Memory usage seems extremely high in standard Flux, is it any better with Zygote?

Hi I’m running some tests on CIFAR10, with a residual CNN, and so far I’m getting very discouraging results for the memory consumption. I’m doing something rather atypical where I regularize each layer of my network separately with a graph Laplacian, however it seems to take up way more memory than I would have imagined it should based on what I have seen previously in pytorch.
with a batch size of 100 it quickly eats up all 32GB of memory before I even reach the backpropagation!

For comparison:
I run with 1.5 M parameters in Pytorch, and a batch size of 200, and it consumes about 8 GB of memory.
In Flux I had to downscale severly and still I’m having trouble… I run with the last couple of layers cut off (otherwise same network), so I have 350k parameters. I run a batch size of 10 images, and it consumes ~30 GB of memory.

Should I expect the same behaviour with Zygote?

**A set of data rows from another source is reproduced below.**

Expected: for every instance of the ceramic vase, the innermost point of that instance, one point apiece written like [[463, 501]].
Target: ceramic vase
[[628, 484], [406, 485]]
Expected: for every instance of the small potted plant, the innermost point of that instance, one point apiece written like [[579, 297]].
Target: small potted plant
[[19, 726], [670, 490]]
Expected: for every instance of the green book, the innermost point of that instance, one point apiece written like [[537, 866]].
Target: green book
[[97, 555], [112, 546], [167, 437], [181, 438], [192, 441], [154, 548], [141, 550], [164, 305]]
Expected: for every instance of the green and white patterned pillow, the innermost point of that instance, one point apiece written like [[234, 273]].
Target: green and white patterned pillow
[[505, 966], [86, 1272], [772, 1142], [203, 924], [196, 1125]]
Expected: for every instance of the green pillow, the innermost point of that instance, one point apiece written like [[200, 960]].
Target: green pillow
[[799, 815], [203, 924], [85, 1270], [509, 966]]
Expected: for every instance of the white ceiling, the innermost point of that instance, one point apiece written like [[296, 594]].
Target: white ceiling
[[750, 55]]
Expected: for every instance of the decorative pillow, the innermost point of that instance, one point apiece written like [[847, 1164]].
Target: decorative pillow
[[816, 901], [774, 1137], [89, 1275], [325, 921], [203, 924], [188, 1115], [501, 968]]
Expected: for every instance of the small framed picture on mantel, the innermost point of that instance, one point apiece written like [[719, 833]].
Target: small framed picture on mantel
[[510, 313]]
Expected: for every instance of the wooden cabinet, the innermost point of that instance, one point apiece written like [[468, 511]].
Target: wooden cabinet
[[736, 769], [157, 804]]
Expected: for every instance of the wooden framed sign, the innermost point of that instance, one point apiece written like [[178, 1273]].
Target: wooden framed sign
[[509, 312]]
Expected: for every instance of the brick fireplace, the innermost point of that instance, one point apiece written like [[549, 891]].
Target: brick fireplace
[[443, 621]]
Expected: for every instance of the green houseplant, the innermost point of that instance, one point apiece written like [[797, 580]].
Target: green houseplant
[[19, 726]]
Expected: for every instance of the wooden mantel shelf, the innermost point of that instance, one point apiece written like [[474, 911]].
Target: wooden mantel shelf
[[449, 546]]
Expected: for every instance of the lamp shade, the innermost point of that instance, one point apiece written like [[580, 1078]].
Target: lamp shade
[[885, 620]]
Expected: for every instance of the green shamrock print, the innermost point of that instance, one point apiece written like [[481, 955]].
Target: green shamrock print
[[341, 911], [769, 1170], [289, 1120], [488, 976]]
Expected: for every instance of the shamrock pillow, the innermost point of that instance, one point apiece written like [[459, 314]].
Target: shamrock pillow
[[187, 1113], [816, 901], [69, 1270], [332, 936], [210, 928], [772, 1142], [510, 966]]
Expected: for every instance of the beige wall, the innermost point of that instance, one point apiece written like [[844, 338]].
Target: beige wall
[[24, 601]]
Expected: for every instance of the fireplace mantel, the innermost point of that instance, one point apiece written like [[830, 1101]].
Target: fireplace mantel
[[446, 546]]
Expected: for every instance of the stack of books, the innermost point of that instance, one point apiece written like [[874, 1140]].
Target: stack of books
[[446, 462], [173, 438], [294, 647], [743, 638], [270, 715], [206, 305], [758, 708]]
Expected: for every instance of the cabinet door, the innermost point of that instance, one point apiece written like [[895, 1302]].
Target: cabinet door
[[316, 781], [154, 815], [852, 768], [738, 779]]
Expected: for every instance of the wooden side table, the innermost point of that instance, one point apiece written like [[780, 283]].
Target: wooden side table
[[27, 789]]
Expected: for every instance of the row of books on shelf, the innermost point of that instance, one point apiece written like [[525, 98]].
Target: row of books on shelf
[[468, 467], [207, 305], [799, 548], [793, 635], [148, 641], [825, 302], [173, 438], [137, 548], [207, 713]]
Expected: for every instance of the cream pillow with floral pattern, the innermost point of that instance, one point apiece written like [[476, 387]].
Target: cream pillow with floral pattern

Not directly answering the question and I’m not sure if it is related, but for reference:

https://github.com/JuliaGPU/CuArrays.jl/issues/323

Mine happens even in the first iteration, and furthermore I don’t use GPU/CuArrays at all at this point because of the large memory consumption, so I doubt it is related. But I’m guessing there is a difference in how the autograd is made between Pytorch and Flux?